THEATER REVIEW: “[title of show]” @ Playhouse Square by Laura Kennelly

If  you blinked, you may have missed seeing the latest version of [title of show] at Playhouse Square’s small theater, The Helen. Directed by Victoria Bussert with Matthew Webb as music director, it featured Baldwin Wallace musical theater students. There were only four shows (April 25—27).

The now-classic musical premiered in 2008 at New York City’s Lyceum Theatre with creators Hunter Bell (book), Jeff Bowen (music and lyrics), Susan Blackwell, and Heidi Blickenstaff playing themselves.

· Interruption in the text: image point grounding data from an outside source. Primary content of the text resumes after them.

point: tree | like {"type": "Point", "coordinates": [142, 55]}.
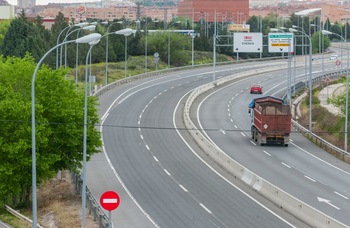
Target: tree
{"type": "Point", "coordinates": [59, 128]}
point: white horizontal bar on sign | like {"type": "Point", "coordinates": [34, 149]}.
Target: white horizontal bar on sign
{"type": "Point", "coordinates": [110, 200]}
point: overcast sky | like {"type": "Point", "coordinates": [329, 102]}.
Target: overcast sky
{"type": "Point", "coordinates": [45, 2]}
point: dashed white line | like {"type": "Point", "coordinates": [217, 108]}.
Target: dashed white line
{"type": "Point", "coordinates": [205, 208]}
{"type": "Point", "coordinates": [286, 165]}
{"type": "Point", "coordinates": [266, 153]}
{"type": "Point", "coordinates": [167, 172]}
{"type": "Point", "coordinates": [341, 195]}
{"type": "Point", "coordinates": [183, 188]}
{"type": "Point", "coordinates": [309, 178]}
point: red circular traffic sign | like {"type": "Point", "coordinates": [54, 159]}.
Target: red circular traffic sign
{"type": "Point", "coordinates": [109, 200]}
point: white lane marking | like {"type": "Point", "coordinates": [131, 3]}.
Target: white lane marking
{"type": "Point", "coordinates": [309, 178]}
{"type": "Point", "coordinates": [341, 195]}
{"type": "Point", "coordinates": [286, 165]}
{"type": "Point", "coordinates": [167, 172]}
{"type": "Point", "coordinates": [266, 153]}
{"type": "Point", "coordinates": [205, 208]}
{"type": "Point", "coordinates": [240, 190]}
{"type": "Point", "coordinates": [183, 188]}
{"type": "Point", "coordinates": [110, 200]}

Saturday night’s performance offered an engrossing dramatization of the stress, uncertainty, and yearning for acceptance that writers (and other creators, to be fair) deal with every time they strive to complete a play (or a novel or-—anything, even a review).

The lively cast of four — I saw the “Bell Cast” (Jake Van Eycken as Jeff; Nic Rhew as Hunter, Eileen Brady as Susan, and Avery Fahey as Heidi) — all sang, danced, and debated with attractive conviction as they encouraged, doubted, and — hooray! — finally succeeded in completing a play to submit to a competition. At the end, they had to wonder (since it described their lives writing a play) “Where do we stop?”

The closing anthem sung by the whole cast, “Nine People’s Favorite Thing,” provided the perfect answer as they agreed they would rather “be nine people’s favorite thing/ Than a hundred people’s ninth favorite thing.”

Bottom Line: [title of show] still inspires as it gives emerging stars a place to shine.